Les dernières affiches de Yahya Jammeh se trouvent à Kanilaï, à deux heures de Banjul. Son village natal pleure ses largesses passées. Derrière un immense mur d'enceinte se cache tout son univers. Sa ferme, des maisons pour sa famille, un zoo... On n'en saura pas plus, c'est une forteresse bien gardée, d'autant qu'un impressionnant déploiement de troupes sénégalaises de la Cedeao est là pour la « sécuriser ». À côté, des femmes boivent le thé près de misérables maisonnettes en zinc.
Pas de tee-shirt « Gambia has decided » ici. Non, toutes portent des tee-shirts verts, arborant des photos de Yahya Jammeh dans son inénarrable boubou blanc, avec ses lunettes de soleil et son chéchia : « Un homme de paix et d'amour ». Sur l'un, il tient un Coran, sur l'autre, il conseille de « manger ce que vous cultivez, cultiver ce que vous mangez », sur le troisième, il brandit son éternel sceptre. « C'est un homme très généreux, il nous donne du riz, de l'huile, de l'argent, quand il vient, assure Binta. On va l'acclamer et il passe ça aux soldats pour nous. »
Elle en parle au présent : « Non, il n'est pas parti donc on n'est pas tristes ! Son frère et sa famille sont encore là , comment pourrait-il partir sans sa famille ? Il va revenir, ils l'ont dit à la télé… » À côté, Zeituna insiste : « C'est un homme bon. Avec lui, on peut parler diola si on n'est pas très éduqué et qu'on ne parle très bien anglais, parce qu'il est comme nous. » Jammeh a encore ses fans. À l'aéroport, le soir du départ de Jammeh, le 21 janvier, des partisans pleurent sur le tarmac. « Il faut se rappeler que ces gens n'ont parfois été informés que par le Daily Observer, qui inventait des rencontres de Jammeh avec tous les dirigeants de la terre et racontait qu'Obama lui distribuait des médailles », rappelle Jeffrey Smith, chercheur à Vanguard Africa.

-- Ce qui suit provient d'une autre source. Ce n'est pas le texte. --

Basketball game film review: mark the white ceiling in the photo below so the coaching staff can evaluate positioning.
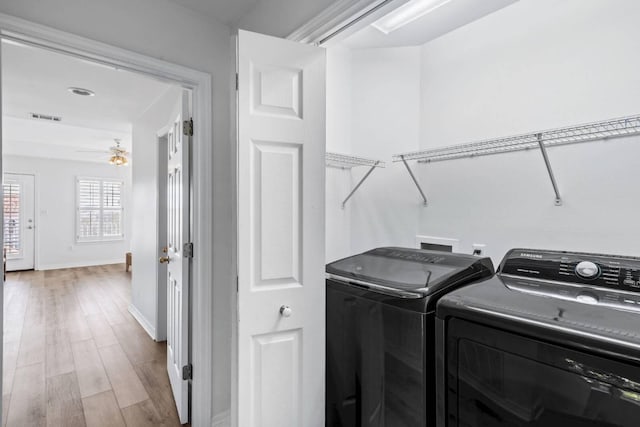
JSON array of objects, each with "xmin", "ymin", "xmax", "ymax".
[
  {"xmin": 172, "ymin": 0, "xmax": 259, "ymax": 25},
  {"xmin": 342, "ymin": 0, "xmax": 517, "ymax": 49},
  {"xmin": 2, "ymin": 41, "xmax": 169, "ymax": 161}
]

On a beau chercher, les quelques réalisations dans le pays sont pourtant bien maigres : un aéroport, la télévision nationale, des écoles, l'université, des hôpitaux quand il n'en existait qu'un seul, à Banjul. Même si Yahya Jammeh, lui, se fait soigner aux États-Unis. Au regard des souffrances imposées à la population, elles sont nulles.
En 2012, Jammeh franchit un nouveau palier en exécutant neuf prisonniers. « La sélection a été faite complètement au hasard, certains n'étaient même pas condamnés à mort, il y en avait un dont le jugement en appel n'était pas terminé, se souvient Scattred Janneh, l'ancien ministre de l'Information, qui était en prison au même moment. Il y avait deux Sénégalais et une femme. » Les rapports avec le Sénégal se dégradent encore un peu plus, de même qu'avec l'Angleterre, qui condamne les exécutions. La Gambie quitte le Commonwealth en 2013. Jammeh persiste, il passe en 2014 une loi instituant la prison à vie pour l'homosexualité et menace d'égorger lui-même quiconque « le ferait » dans son pays.
L'Union européenne lui retire 13 millions d'euros d'aide. Le dictateur s'isole de plus en plus, on dit qu'il est sous cocaïne, qu'il est dérangé. À ses titres, Son Excellence Cheikh Professeur Alhaji Dr. Yahya AJJ Jammeh Nasirul Deen ajoute « Babili Mansa », celui qui maîtrise les rivières.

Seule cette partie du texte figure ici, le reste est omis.